To address these issues, the authors introduce the MMStar benchmark, a new elite vision-critical multi-modal benchmark with 1,500 carefully curated samples. MMStar covers 6 core capabilities and 18 detailed axes, aiming to evaluate the actual multi-modal capabilities of LVLMs. Additionally, the authors propose two new metrics, multi-modal gain (MG) and multi-modal leakage (ML), to measure the actual performance gain and data leakage degree in multi-modal training.
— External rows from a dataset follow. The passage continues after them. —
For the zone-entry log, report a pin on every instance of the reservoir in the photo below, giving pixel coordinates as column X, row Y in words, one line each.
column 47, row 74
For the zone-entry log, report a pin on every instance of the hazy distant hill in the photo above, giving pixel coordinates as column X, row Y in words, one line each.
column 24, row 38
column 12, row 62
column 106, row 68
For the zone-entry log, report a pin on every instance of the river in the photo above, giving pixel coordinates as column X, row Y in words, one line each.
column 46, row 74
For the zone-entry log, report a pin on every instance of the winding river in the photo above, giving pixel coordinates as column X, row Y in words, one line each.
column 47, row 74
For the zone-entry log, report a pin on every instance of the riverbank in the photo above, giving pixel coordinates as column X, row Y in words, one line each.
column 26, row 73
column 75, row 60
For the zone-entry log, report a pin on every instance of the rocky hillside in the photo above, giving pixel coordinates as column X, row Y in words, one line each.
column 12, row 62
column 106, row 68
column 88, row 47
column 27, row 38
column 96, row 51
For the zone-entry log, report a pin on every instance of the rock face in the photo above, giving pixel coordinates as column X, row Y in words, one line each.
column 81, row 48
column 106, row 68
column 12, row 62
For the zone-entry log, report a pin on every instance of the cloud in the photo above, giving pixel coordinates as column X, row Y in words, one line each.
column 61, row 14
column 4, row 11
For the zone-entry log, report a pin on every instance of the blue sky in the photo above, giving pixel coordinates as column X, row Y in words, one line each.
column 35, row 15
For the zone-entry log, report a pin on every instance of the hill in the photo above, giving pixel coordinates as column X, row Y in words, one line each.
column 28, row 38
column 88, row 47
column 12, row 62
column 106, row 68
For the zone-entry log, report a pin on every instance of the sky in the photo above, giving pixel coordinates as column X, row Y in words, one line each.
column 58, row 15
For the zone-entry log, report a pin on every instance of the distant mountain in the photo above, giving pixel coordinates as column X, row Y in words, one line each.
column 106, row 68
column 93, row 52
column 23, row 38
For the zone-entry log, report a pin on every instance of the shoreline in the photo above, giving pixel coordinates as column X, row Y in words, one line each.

Experiments on MMStar and other benchmarks show that the high-resolution version of GPT-4V outperforms 16 leading LLMs and LVLMs, ranking first with 57.1% accuracy. GPT-4V also achieves the best MG and a small ML, indicating its effective multi-modal training strategy and less data leakage.
Stats
GeminiPro achieves 42.9% on the MMMU benchmark without any visual input, outperforming the random choice baseline across six benchmarks by over 20% on average.
Sphinx-X-MoE gets 43.6% on MMMU without accessing images, surpassing its LLM backbone with 17.9%.
Quotes
"Visual content is unnecessary for many samples. The answers can be directly inferred from the questions and options, or the world knowledge embedded in LLMs."
"Unintentional data leakage exists in LLM and LVLM training. LLM and LVLM could still answer some visual-necessary questions without visual content, indicating the memorizing of these samples within large-scale training data."